The award-winning film will return to local screens from February 7.

The film, directed by Michael Mooleedhar, will have its second run at Movie Towne, Port-of-Spain, for one week.

The movie premiered during the Trinidad and Tobago Film Festival last September and was screened all over Trinidad and Tobago. It won the People’s Choice Best Narrative Feature at that festival and last month won the Carmichael Award for Exceptional Storytelling at the Barbados Independent Film Festival

The movie played in Barbados, Belize and The Bahamas and is still running in Grenada, Guyana and St Lucia.

A coming of age story, ‘Green Days by the River’ tells the story of a teenaged boy, Shell, who is hard-pressed to choose between two girls, the outgoing country girl Rosalie and the sweet town girl Joan.  Rosalie’s father Mr Gidharee, who takes the young boy under his wings, eventually helps Shell to make the decision albeit in a painful way.

The movie stays true to the book and despite the financial challenges the production team faced, captured the style and essence of that period, a time when recreation meant swimming in the river and picking fruits off trees.

Mooledhar said the response to the movie so far has been good.

He said the numbers of people attending the cinemas attests to its popularity.
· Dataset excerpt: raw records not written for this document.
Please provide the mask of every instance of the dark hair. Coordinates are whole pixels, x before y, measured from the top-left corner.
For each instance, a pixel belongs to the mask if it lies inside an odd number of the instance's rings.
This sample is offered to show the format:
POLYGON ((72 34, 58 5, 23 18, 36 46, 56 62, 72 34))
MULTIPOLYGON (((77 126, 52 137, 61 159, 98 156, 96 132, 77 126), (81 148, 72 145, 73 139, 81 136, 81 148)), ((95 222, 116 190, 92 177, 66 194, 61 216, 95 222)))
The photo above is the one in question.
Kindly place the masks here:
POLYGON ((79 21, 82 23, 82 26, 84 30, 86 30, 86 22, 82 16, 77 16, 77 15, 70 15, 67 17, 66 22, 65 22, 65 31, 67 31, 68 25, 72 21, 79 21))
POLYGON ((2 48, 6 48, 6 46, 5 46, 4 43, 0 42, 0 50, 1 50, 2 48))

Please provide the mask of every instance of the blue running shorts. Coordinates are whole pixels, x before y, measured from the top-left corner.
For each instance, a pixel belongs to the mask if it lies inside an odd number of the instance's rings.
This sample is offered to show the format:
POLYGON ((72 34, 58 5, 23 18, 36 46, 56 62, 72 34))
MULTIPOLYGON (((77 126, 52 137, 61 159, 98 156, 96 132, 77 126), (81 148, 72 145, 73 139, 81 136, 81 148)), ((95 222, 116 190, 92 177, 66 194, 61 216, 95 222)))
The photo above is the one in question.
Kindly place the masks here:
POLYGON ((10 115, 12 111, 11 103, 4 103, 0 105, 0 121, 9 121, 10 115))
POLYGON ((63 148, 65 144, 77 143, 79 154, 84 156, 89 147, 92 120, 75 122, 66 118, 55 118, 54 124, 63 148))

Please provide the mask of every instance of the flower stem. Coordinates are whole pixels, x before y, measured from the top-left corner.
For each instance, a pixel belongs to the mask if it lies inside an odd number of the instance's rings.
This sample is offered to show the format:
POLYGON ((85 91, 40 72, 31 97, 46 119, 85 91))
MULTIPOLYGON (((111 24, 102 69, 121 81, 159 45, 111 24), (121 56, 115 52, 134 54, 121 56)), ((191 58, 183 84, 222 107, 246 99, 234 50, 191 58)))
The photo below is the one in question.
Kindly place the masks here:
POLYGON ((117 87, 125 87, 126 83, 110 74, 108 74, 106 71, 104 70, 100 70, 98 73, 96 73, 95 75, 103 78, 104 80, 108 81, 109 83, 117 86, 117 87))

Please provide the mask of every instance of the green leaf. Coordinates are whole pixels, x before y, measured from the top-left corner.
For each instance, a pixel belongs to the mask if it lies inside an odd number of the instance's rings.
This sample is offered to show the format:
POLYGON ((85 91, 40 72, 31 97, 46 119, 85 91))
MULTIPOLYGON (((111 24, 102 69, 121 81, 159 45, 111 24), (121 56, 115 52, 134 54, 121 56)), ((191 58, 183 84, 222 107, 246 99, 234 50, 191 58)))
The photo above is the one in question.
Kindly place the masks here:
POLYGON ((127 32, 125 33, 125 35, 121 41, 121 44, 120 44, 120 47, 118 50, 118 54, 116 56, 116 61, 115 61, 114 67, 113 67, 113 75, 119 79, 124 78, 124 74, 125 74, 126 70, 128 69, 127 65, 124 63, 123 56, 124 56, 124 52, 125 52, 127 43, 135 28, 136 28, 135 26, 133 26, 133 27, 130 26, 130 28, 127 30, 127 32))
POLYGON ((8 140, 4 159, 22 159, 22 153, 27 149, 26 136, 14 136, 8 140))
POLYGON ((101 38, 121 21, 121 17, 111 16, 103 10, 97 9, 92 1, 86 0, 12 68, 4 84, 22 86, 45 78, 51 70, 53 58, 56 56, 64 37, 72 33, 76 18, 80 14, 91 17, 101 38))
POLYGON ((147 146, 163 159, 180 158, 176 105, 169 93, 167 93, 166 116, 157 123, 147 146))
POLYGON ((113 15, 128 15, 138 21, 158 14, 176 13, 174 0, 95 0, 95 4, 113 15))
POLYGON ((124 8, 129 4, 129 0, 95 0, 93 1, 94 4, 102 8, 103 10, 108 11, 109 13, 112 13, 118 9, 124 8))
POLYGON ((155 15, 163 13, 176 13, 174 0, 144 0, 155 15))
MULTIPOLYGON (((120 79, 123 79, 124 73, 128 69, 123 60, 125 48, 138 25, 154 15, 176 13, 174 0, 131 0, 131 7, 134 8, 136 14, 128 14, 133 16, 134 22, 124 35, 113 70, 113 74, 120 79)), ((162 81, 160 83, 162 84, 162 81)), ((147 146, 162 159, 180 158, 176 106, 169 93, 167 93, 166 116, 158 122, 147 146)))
The movie is on its third week now in Grenada, Guyana and St Lucia.

He said in February, the movie will be in the Pan African Film Festival in Los Angeles and in March will be at the Fribourg Festival in Switzerland.

‘Green Days By the River’ follows on the heels of Machel Montano’s ‘Bazodee’ with its regional release.

He said while they are in talks with distributors for international release, they are the ones doing all the work to push the film throughout the Caribbean. They are currently seeking to get the movie into Jamaica.

“This is us doing it, contacting cinemas and pushing it. The success of the film relies on us to push it and we are talking to distributors. We haven’t touched any international places because we are in talks with distributors,” he said.

Mooledhar said distributing the film is new territory for him and he is learning a lot about the business side of film which will influence the way he makes movies going forward.

“Before you might make a film, it moves from theory to practice. I understand the cinema business and it isn’t necessarily about the art it is about providing entertainment, I think I need to find the balance between the two,” he said when asked to explain.

Asked if he thought the movie would do as well as it has been doing, Mooleedhar said when they first started the movie they didn’t think they would finish.

“There was so much work happening we couldn’t see beyond that. We took everything in stages. If at the start we thought about it, it might have been too much work. We are just trying to level up,” he said.